Publication Date March 14, 2018 | Washington Post

The fast-melting Arctic is already messing with the ocean’s circulation, scientists say

Between the Labrador and Irminger Seas: the southern tip of Greenland, photographed during a GEOMAR survey in 2016. Photo: Arne Bendinger
Between the Labrador and Irminger Seas: the southern tip of Greenland, photographed during a GEOMAR survey in 2016. Photo: Arne Bendinger

Scientists studying a remote and icy stretch of the North Atlantic have found new evidence that fresh water, likely melted from Greenland or Arctic sea ice, may already be altering a key process that helps drives the global circulation of the oceans.

In chilly waters on either side of Greenland, the ocean circulation “overturns,” as surface waters traveling northward become colder and more dense and eventually sink, traveling back southward toward Antarctica at extreme depths. This key sinking process is called convection. But too much fresh water at the surface could interfere with it, because with less salt, the water loses density and does not sink as easily.

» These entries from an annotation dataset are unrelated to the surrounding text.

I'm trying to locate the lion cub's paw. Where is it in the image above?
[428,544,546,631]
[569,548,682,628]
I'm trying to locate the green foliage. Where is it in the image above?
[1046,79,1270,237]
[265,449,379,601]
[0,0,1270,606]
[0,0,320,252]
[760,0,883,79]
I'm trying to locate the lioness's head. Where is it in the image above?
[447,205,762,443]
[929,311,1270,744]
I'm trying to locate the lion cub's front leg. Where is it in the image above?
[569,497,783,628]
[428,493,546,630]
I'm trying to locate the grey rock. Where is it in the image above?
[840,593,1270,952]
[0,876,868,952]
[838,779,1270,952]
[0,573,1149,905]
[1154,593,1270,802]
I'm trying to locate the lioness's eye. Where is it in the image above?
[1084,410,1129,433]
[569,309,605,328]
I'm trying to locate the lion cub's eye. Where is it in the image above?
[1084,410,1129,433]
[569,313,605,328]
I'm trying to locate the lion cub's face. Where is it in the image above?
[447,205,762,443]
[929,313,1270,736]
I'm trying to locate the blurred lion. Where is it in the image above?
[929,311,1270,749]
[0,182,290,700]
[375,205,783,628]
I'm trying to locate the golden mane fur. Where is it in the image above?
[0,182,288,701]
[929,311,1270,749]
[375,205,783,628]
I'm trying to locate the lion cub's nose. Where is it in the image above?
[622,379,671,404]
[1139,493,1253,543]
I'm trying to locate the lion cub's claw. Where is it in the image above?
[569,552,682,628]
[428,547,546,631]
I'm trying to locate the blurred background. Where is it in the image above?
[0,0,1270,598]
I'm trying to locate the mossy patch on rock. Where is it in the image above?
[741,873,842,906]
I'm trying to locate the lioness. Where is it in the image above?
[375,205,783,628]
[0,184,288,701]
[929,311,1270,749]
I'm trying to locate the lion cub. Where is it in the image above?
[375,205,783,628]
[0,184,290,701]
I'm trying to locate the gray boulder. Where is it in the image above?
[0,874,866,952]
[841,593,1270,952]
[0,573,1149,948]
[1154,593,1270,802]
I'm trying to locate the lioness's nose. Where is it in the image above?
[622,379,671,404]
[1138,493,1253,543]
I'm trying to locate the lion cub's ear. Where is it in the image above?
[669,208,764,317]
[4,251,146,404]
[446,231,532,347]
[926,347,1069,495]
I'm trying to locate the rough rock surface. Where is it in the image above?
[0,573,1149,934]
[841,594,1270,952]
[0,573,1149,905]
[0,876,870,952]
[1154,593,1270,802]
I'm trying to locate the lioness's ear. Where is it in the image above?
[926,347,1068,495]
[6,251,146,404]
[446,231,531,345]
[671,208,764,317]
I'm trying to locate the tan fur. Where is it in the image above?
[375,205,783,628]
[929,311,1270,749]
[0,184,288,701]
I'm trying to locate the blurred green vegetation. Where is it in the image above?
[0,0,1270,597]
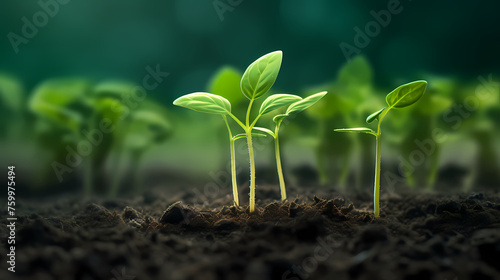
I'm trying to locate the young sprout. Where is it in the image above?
[174,51,300,212]
[334,81,427,217]
[254,91,327,201]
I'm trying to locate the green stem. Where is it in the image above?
[274,126,286,201]
[222,115,240,206]
[373,132,382,218]
[229,138,240,206]
[130,150,145,194]
[246,129,255,213]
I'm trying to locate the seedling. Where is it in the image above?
[174,51,312,212]
[334,81,427,217]
[254,91,327,201]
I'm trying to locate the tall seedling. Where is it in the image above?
[335,81,427,217]
[174,51,300,212]
[254,91,327,201]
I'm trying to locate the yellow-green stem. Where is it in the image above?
[373,133,381,218]
[246,129,255,213]
[229,138,240,206]
[274,133,286,201]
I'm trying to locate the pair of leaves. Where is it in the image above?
[335,81,427,135]
[174,51,284,115]
[273,91,327,125]
[254,91,327,137]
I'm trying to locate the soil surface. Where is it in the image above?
[0,186,500,280]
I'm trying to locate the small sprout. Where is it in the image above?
[254,91,327,201]
[335,81,427,217]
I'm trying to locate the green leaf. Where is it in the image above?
[253,127,276,138]
[333,127,377,135]
[366,107,386,123]
[240,51,283,100]
[207,66,245,106]
[233,133,267,140]
[385,81,427,108]
[259,94,302,115]
[174,92,231,115]
[286,91,327,115]
[273,114,288,125]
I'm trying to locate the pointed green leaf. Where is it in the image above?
[385,81,427,108]
[253,127,276,137]
[333,127,377,135]
[366,107,386,123]
[31,102,83,132]
[240,51,283,100]
[207,66,245,106]
[233,133,267,140]
[174,92,231,115]
[259,94,302,115]
[286,91,327,115]
[273,114,288,125]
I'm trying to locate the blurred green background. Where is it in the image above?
[0,0,500,195]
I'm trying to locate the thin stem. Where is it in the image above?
[229,139,240,206]
[222,115,240,206]
[274,125,286,201]
[373,132,382,218]
[228,113,246,129]
[246,129,255,213]
[246,99,253,127]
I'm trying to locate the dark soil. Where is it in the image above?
[0,186,500,280]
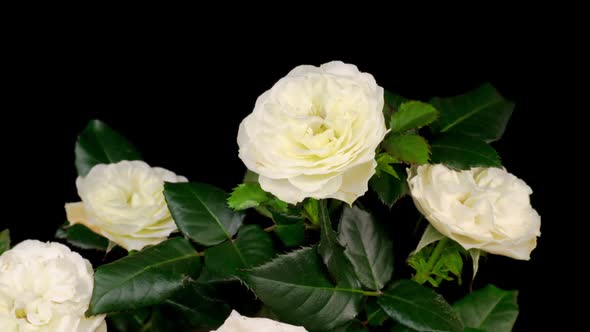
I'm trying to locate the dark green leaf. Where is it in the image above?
[55,224,109,251]
[107,308,151,332]
[227,183,269,210]
[87,238,200,315]
[390,101,438,134]
[244,248,362,331]
[0,228,10,255]
[75,120,141,176]
[365,298,389,326]
[431,84,514,142]
[318,200,360,287]
[377,280,463,332]
[369,165,408,208]
[160,283,231,331]
[205,225,275,277]
[383,90,407,129]
[431,135,502,169]
[381,134,430,164]
[164,183,244,246]
[453,285,518,332]
[338,206,393,290]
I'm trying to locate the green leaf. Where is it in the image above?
[164,183,244,246]
[390,101,438,134]
[365,298,389,326]
[338,206,393,290]
[430,84,514,142]
[453,285,518,332]
[0,228,10,255]
[369,165,408,208]
[227,183,269,210]
[431,135,502,169]
[383,90,407,129]
[244,248,362,331]
[75,120,141,176]
[160,283,231,331]
[381,134,430,164]
[375,153,400,179]
[87,238,201,315]
[318,200,360,287]
[55,224,109,251]
[377,280,463,332]
[205,225,275,277]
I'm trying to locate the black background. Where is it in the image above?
[0,31,564,331]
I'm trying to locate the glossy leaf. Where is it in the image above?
[55,224,109,251]
[431,84,514,142]
[164,183,244,246]
[453,285,518,332]
[431,135,502,169]
[75,120,141,176]
[338,206,393,290]
[377,280,463,332]
[381,134,430,164]
[87,238,200,315]
[205,225,275,277]
[243,248,362,331]
[390,101,438,134]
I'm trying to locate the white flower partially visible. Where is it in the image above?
[408,165,541,260]
[0,240,107,332]
[66,161,188,250]
[238,61,387,204]
[211,310,307,332]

In the new research, Marilena Oltmanns and two colleagues at the GEOMAR Helmholtz Center for Ocean Research in Kiel, Germany, found that following particularly warm summers in the remote Irminger Sea, convection tended to be more impaired in winter. In some cases, a layer of meltwater stayed atop the ocean into the next year, rather than vanishing into its depths as part of the overturning circulation, which has sometimes been likened to an ocean “conveyor belt.”